Although it may seem counter-intuitive to redo all changes, even ones that will eventually be aborted, it actually simplifies the overall algorithm considerably.
Analysis Phase
During the analysis phase, the log is scanned starting form the last
checkpoint recorded via the database’s log sequence numbers. The scan
proceeds forwards until it finds a transaction end record (TXN-END).
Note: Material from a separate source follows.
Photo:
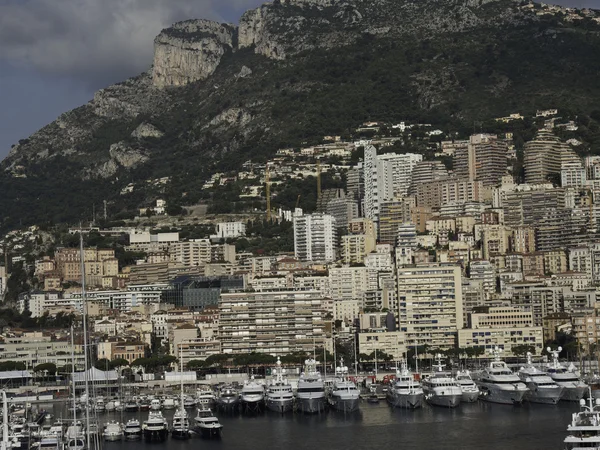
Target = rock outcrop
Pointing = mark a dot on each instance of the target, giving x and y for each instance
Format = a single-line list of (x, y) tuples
[(190, 51)]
Whenever a transaction end record is found, the associated record keeping
for that transaction can be removed from the buffer pool. For all other
records (ones that are not transaction end), we add a transaction to the
buffer pool with the status of UNDO. The transaction is marked as UNDO
because we don’t yet know if the transaction will succeed and we need to
record the potential of having to undo these steps. On a commit record in
the log, the transaction can be changed from UNDO to COMMIT. Lastly,
for any UPDATE log records, if the associated page is not marked as
dirty, we mark the page as dirty and set the pages recLSN to signal the
oldest update to the page since it was last flushed.
Redo Phase
The redo phase repeats all history that was written to the log to reconstruct the state of the database at the exact moment of the crash. During this phase, we reapply all updates (even aborted transactions) and rewrite all compensation log records.
To perform the redo phase, the database scans forward from the log with
the smallest recLSN in the dirty page table that was reconstructed
during the analysis phase. For each update record or compensation record,
for a given sequence number, the database re-applies the update. This
update happens for all records unless the affected page has not been
marked as dirty, or the records sequence number is greater than the
recLSN, or if the pageLSN is already written to disk.
When redoing an action, the database acts as though it is a normal update
to the database. All changes are first applied to the log record and then
the affected page’s pageLSN is set to that log record’s sequence number.
At the end of the redo phase, any committed transactions are included in
the log with a TXN-END record and they are removed from the list of
active transactions.
Undo Phase
In the last phase, the database reverses all transactions that were active at the time of crash but that have not been committed. Since we removed any committed transactions from the buffer pool during the redo phase, any remaining transactions in the buffer pool can be undone. These are all transactions with UNDO status in the ATT after the Analysis and REDO phase.
The database processes transactions in reverse sequence number order. As it reverses the updates of a transaction, the database writes a compensation log record entry to the log for each modification. Once the last transaction has been successfully aborted, the database flushes out the log and then is ready to start processing new transactions.
Conclusions
ARIES was designed to support the needs of industrial strength transaction processing systems. ARIES uses logs to record the progress of transactions and their actions which cause changes to recoverable data objects. The log is the source of truth and is used to ensure that committed actions are reflected in the database, and that uncommitned actions are undone. Conceptually the log is a single ever-growing sequential file (append-only). Every log record has a unique log sequence number (LSN), and LSNs are assigned in ascending order.
Crash-recovery is a fundamental primitive underpinning databases and data storage technologies. Although the implementation can be challenging, the ideas around recovery are fairly straightforward: write all changes to disk in a log before applying any changes to the master data record. By tracking sequence numbers of each change, we can facilitate redoing and undoing database changes and restoring the system to the state it was in before the crash.